Subscribe to DSC Newsletter

Hamburger Data Quality- data collection is the start

Author: James Standen

I have noticed that when I go to a fast food outlet no matter what I get to drink with my meal it is almost always listed as "Cola" on the receipt. But I didn't order Cola. Ever. Usually I get juice, or milk. So every time I order a burger, I'm clearly a source of bad quality data.

I have looked over the counter on many occasions while I was waiting for my burger and watched the server key in other peoples orders; their fingers flew accross the key pads, but only ever hit the cola key (always in the more central location it seemed). I could actually see the extra wear on the surface of the touch pad. I suspect that the number one reason for keypad replacement in the fast food industry is "cola key not working". I am guessing that employees understand that speed is important, it is fast food after all. I wonder how much data quality is discussed.

Now, this is hardly a scientific study, and falls clearly in the "anecdotal evidence" column, but when I see this it strikes me that somewhere a data warehouse is probably capturing my drink, and its being ignored because all the analysts know that it's always cola.

Or, perhaps, there is a complicated ETL job that took hundreds of hours of expensive consulting time to write that cross feeds drink information from the inventory system that tracks the different quantities of syrups required by each location and then estimates the drinks sold randomly allocating that percentage across the number of meals sold.

If this was done you would not have good information about who drank what with what- is orange soda or milk more popular with the cheese burger? Are the fancy fruit drinks (which have a lower margin) more likely to be ordered by people getting the spicy wrap or the regular? What is the real margin on each meal taking into account the drink?

Or maybe the drink dimension is a special dimension that only shows drink categories at a summarized level because thats the granularity the inventory system uses.

Messy. Reduces the value of the information, hard to explain to the end users. But what can you do if you don't collect the data at the level of each individual order?

Of course, the point is not that I think this wrong drink keyed in issue is an important one for the fast food industry. The point is that if the information at the point of capture is wrong, we can spend a lot of extra effort in the extract transform and load (ETL) logic than we need to with little or no result.

In fact, if we spend enough time on the ETL to make the final data warehouse data appear to be telling us something, it might even be damaging, since the ETL itself might be generating patterns that don't exist, and will lead analysts down dead ends, forever chasing the apparent relationship between Dr.
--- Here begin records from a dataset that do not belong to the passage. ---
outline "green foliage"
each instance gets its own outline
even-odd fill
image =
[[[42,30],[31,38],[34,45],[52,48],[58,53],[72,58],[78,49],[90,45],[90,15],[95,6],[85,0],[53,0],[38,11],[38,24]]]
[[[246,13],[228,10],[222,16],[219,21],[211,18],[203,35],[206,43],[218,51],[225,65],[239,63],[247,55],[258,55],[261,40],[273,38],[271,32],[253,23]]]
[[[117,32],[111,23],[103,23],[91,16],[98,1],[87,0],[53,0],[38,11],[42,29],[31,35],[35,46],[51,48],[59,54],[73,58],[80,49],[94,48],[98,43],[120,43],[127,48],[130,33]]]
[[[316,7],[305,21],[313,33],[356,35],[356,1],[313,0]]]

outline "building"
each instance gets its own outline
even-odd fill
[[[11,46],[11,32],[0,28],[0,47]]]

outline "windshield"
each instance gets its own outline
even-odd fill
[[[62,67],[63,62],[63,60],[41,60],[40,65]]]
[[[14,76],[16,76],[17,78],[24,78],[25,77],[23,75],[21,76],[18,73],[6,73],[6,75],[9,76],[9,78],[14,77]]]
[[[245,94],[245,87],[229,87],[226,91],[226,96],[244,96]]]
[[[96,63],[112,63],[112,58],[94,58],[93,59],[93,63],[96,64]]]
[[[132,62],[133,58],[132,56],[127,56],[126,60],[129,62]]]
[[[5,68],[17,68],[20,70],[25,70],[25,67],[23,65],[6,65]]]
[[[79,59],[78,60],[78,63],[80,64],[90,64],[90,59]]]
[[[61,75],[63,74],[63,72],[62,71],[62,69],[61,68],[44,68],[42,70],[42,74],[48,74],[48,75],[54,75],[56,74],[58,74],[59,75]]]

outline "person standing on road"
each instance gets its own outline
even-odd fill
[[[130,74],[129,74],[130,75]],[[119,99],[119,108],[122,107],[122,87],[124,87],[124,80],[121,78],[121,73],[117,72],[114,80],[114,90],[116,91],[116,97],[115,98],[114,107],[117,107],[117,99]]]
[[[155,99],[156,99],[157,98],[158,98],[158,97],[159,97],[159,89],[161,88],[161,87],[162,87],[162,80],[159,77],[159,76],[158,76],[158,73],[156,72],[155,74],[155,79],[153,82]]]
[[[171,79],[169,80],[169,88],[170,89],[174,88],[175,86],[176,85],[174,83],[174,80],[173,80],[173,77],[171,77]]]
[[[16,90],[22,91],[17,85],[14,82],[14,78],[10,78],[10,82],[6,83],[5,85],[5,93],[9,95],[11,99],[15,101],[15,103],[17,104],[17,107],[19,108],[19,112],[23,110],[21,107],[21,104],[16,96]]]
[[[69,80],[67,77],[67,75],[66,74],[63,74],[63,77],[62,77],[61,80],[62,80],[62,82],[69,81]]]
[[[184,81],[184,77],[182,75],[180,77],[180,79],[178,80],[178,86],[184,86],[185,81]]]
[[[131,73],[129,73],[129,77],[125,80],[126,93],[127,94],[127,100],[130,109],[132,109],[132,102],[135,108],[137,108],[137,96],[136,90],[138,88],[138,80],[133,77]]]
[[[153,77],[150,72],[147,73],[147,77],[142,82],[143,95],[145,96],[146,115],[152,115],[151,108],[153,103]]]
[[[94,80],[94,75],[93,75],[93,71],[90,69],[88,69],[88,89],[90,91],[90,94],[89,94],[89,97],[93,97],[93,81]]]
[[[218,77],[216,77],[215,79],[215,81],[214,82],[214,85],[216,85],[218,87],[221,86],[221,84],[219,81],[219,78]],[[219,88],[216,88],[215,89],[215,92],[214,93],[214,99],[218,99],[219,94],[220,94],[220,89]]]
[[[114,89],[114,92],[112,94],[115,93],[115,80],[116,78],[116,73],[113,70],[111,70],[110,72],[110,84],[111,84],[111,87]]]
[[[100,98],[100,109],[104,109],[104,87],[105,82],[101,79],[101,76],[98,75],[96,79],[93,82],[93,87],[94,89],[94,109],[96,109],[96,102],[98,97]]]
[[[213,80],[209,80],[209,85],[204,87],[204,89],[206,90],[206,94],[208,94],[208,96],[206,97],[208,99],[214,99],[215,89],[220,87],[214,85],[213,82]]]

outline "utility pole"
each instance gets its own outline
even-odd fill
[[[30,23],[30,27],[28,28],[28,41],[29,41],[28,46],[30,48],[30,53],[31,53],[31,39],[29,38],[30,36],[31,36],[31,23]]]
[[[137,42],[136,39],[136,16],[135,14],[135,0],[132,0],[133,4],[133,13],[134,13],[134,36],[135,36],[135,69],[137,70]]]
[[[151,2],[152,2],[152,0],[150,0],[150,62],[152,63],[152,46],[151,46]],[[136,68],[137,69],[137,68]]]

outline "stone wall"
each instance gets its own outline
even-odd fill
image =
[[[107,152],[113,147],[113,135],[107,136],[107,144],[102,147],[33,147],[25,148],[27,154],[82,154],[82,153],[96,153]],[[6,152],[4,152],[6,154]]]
Pepper and curly fries.

And like many issues in business intelligence, and data quality in general, the root problem is one of process and people. Here is what I think the problem is; it is harder to have a thousand data entry people be careful about their data capture than to hire one ETL developer to write some crazy twenty thousand dollar chunk of code. The result of this is that instead of fixing the problem at its source- in this case right at the point of order, we try to fix it in the data base, after the fact.

We need to get the people on the ground who actually experience the event to be motivated to get the data right, right from the start.

Obviously this is true for retail, it's true for the loading dock, it's true for the order desk, it's true even for self serve and on line processes where the data is coming directly from the customer. It's true for all data. Get it right as soon as it goes in, and you've won a big part of the battle.

In my experience, often the key is to only ask for the information you really want, and when you do ask for it, make it clear that it must be accurate, and put in place closed loop processes that ensure it is. Syrup purchases don't match the 100% cola data? Ask why. Include data accuracy as part of the store supervisors assessment criteria. Obviously, the more the process can be automated with bar codes, radio frequency ID tags (RFID) or other technologies, the better.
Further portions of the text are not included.